Mr. Bauer, who was general counsel on both of Barack Obama’s presidential campaigns, said the operation would be “far more sophisticated and resourced” than those during past campaigns.
Ms. Remus and Mr. Bauer outlined a multipronged program that will include some elements common to past presidential campaigns, such as fighting off voter suppression and ensuring people understood how to vote, and some more unique to 2020, such as administering an election during a pandemic and guarding against foreign interference.
“There are,” Mr. Bauer said, “some unique challenges this year.”
The process of voting is especially complex now, as multiple states have raced to expand the ability to vote by mail because of the coronavirus. At the same time, Mr. Trump has repeatedly and falsely accused that process of being riddled with fraud, even as he himself has voted by mail in the past and Republican Party officials have encouraged supporters to cast ballots that way. Mr. Trump went even further this month when he suggested that his supporters could stress-test the system in North Carolina by voting twice — an illegal act.
Mr. Trump has dabbled in baseless questions of election fraud for years. He has suggested that dead voters helped re-elect Mr. Obama in 2012. He has made unsubstantiated claims putting the blame for his loss in New Hampshire in 2016 on voters’ being bused into the state. His White House established a voting-integrity commission that disbanded in 2018 without uncovering evidence of widespread voter fraud.
This year, as voting by mail expands, Mr. Trump has sought to sow doubt about its legitimacy, trying to draw a shaky distinction between universal mail voting and jurisdictions that allow more limited absentee balloting only when a person cannot vote in person.
“It’s going to be fraud all over the place,” Mr. Trump said without evidence in June, adding, “This will be, in my opinion, the most corrupt election in the history of our country and we cannot let this happen.”
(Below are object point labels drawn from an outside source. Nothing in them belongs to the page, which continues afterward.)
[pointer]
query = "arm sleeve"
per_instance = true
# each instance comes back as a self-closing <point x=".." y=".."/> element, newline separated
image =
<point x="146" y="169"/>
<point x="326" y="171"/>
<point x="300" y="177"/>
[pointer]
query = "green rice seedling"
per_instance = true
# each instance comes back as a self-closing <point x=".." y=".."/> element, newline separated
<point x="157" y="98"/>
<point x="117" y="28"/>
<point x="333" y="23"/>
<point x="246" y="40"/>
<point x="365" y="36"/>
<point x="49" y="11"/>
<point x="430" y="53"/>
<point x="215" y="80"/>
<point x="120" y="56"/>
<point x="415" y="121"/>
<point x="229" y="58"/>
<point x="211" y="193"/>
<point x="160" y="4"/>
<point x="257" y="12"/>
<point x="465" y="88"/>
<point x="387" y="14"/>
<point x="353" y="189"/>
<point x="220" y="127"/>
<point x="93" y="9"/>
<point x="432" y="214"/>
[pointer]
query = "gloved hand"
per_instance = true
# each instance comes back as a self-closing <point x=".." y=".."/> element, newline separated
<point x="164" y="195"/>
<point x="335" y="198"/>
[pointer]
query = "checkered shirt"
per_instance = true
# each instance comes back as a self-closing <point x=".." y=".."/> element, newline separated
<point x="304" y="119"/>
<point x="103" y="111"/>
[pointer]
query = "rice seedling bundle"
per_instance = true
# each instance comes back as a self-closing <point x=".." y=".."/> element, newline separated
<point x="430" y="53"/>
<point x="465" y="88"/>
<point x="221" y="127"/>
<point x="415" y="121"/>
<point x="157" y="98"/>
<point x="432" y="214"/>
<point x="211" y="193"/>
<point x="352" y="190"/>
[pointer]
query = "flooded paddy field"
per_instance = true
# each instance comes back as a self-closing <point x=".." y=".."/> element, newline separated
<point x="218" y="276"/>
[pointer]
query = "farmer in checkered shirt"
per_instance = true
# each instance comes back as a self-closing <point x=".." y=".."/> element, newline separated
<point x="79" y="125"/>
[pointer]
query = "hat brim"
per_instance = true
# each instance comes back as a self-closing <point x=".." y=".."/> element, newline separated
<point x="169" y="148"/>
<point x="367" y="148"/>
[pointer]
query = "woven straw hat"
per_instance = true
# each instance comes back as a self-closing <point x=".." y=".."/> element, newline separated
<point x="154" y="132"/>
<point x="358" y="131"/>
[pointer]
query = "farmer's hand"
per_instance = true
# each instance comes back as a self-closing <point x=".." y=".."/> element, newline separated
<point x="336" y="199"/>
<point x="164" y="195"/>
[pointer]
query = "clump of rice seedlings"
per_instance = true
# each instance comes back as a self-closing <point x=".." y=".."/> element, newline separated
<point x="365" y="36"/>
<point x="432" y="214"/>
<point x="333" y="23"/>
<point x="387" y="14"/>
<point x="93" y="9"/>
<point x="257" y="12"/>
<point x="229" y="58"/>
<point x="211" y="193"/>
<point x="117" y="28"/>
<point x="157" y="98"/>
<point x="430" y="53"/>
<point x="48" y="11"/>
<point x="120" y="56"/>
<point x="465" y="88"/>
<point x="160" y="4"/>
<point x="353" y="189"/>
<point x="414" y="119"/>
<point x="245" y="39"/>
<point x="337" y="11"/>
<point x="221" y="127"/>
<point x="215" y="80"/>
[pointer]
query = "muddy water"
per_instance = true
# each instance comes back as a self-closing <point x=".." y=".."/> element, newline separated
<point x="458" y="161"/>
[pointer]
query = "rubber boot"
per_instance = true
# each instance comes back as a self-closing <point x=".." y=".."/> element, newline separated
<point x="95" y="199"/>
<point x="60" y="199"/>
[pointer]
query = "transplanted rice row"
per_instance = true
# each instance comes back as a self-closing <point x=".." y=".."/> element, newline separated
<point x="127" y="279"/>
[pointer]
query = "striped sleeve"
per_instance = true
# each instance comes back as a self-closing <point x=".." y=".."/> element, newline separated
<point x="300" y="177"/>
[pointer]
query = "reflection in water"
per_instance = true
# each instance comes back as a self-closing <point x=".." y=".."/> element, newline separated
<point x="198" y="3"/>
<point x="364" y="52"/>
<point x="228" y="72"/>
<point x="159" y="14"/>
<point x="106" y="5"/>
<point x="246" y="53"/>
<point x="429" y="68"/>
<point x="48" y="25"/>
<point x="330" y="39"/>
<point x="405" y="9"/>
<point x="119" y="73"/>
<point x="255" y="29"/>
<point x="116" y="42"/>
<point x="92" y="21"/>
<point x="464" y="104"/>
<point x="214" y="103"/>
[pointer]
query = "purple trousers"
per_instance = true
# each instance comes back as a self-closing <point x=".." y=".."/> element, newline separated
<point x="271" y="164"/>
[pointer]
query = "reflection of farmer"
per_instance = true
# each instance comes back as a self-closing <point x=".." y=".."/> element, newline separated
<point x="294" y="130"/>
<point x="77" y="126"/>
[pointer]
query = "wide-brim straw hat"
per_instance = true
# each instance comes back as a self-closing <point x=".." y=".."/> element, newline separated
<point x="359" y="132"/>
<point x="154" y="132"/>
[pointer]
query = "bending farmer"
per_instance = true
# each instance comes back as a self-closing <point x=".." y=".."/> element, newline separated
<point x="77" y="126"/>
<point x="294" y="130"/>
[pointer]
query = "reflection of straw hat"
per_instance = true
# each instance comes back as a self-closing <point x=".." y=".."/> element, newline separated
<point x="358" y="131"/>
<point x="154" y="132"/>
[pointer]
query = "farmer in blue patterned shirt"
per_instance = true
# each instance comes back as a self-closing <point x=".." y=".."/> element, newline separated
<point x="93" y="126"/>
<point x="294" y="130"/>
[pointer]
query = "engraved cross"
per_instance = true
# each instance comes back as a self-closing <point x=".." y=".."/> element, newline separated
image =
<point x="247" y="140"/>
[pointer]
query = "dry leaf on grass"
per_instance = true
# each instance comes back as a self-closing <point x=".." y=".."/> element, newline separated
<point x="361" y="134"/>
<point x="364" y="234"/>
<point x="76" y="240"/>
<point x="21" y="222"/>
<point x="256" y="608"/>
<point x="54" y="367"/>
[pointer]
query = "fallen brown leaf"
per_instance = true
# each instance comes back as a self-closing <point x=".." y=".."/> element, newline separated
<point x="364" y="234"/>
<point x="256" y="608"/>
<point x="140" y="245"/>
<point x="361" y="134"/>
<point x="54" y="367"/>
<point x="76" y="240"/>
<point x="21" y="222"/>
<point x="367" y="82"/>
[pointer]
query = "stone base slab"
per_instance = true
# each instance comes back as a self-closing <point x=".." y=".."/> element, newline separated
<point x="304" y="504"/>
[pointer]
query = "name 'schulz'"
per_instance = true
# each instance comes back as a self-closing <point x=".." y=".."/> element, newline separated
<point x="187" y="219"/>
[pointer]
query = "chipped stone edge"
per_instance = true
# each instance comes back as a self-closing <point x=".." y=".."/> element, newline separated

Biden officials say they are trying to strike a delicate balance, responding to Mr. Trump’s wild theories without spreading them further.
“A lot of what Trump and his allies would have us do is amplify their disaster scenarios,” Mr. Bauer said. “We’re not going to get caught up in alarmist rhetoric they are using to scare voters.”
“The constant return to the issue of fraud is itself a voter suppression tool,” he added.
Mr. Trump’s talk of fraud drew a notable Republican rebuke last week, when Benjamin L. Ginsberg, one of the party’s top elections lawyers for decades, wrote a scathing Washington Post op-ed article.